Here's how the VA described their non-existent "scientific review:"
"Scientific Review of Agent Orange in C-123 Aircraft"
VA's Office of Public Health has investigated the potential exposure to Agent Orange among crew members of C-123 aircraft used previously in spraying missions during the Vietnam War. Although residual TCDD – the toxic substance in Agent Orange – may be detected in C-123 aircraft by sophisticated laboratory techniques many years after its use, the Office of Public Health concluded that the existing scientific studies and reports support a low probability that TCDD was biologically available in these aircraft.  
Therefore, the potential for exposure to TCDD from flying or working in contaminated C-123 aircraft years after the Vietnam War is unlikely to have occurred at levels that could affect health. To address the concerns expressed by crew members, the Office of Public Health reviewed available scientific reports and peer-reviewed literature related to potential adverse health effects, such as:
• Physical properties of TCDD (2,3,7,8-tetrachlorodibenzo-p-dioxin)
• Routes of exposure (inhalation, ingestion, dermal) and bioavailability (ability to enter the body) of TCDD over extended periods 

• Known levels of safe exposure and threshold levels of TCDD toxicity"
But on December 1,  2015, the Department of Justice reported to C-123 veterans that VA had greatly overstated their so-called "scientific review." DOJ described the OPH effort:
"The review of the scientific evidence to which the OPH website referred was done by Dr. Irons and Dr. Dick (who is no longer with VA).  They read all of the reports separately and met with each other to discuss the weight of the evidence verbally.  No reports were rejected and there are no documents that would show their analysis of each study.  The content that they drafted for the website was reviewed internally within OPH, but this was not done in a formal manner that would have been kept as proof of an official approval."  

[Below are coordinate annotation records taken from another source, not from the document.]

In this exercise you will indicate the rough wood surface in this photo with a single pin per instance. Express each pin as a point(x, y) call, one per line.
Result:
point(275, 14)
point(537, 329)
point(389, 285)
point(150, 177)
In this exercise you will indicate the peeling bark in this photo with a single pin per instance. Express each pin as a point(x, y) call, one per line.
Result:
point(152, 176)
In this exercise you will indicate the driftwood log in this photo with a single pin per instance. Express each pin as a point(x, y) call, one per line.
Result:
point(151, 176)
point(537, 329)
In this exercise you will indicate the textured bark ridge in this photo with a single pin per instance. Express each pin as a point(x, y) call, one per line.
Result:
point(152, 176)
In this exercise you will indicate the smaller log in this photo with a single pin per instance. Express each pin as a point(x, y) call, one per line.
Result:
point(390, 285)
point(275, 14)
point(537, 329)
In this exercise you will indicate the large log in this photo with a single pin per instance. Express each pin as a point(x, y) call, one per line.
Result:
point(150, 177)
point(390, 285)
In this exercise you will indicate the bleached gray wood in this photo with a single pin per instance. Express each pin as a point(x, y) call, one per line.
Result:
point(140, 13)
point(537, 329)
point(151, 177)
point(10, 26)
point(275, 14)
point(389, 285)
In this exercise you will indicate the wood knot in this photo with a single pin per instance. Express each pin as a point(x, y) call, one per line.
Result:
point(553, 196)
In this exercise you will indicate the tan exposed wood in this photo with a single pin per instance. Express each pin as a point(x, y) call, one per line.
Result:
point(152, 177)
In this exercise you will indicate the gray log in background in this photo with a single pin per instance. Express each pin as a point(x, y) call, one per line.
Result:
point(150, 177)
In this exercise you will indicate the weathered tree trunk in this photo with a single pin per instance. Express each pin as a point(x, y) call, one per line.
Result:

VA would never accept such an informal, casual, opinion-based "review" to support a veteran's disability claim. They'd toss the veteran's claim out in a New York nano-second for such useless drivel. But they had no problem denying C-123 veterans using their own useless drivel...what OPH glorified as their "scientific review" and "investigation."

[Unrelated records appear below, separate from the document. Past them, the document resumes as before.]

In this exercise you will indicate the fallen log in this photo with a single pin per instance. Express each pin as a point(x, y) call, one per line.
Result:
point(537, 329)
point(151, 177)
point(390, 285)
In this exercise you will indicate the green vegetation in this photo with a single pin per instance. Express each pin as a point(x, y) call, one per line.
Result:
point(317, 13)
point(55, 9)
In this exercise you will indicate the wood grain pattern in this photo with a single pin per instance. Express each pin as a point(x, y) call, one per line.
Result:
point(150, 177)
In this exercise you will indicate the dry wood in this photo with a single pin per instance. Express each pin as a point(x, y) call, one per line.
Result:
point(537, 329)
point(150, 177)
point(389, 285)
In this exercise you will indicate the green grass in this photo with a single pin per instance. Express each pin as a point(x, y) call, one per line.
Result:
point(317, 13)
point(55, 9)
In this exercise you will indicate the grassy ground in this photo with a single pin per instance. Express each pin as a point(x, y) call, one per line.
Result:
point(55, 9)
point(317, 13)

Actually...NO! Not at OPH.
Now DOJ has helped show VA's scientific review and investigation to be nothing more than staffers' personal preferences used to create and defend baseless policy decisions, Policy decisions by a handful of staffers pursuing their own anti-veteran agenda shouldn't have been allowed to block VA medical care to thousands of C-123 veterans for so many years.

Readers might remember earlier postings where Major Marlene Wilson and I reported on our face-to-face meeting with Mr. Tom Murphy, VA Director of Compensation and Pension Services. Mr. Murphy said VHA had already determined no C-123 claims would be permitted...that OPH had already determined that no Agent Orange exposure occurred and informed him all such claims were unacceptable. I asked Mr. Murphy what proof, how much proof he would need to reconsider our claims. He responded that no amount of proof from whatever source would be permitted to challenge OPH's "scientific review," and he deferred all questions to Dr. Terry Walters in OPH.

Our quest for VA medical care was to remain frustrated for three more years based solely on this non-existent OPH "vapor-ware."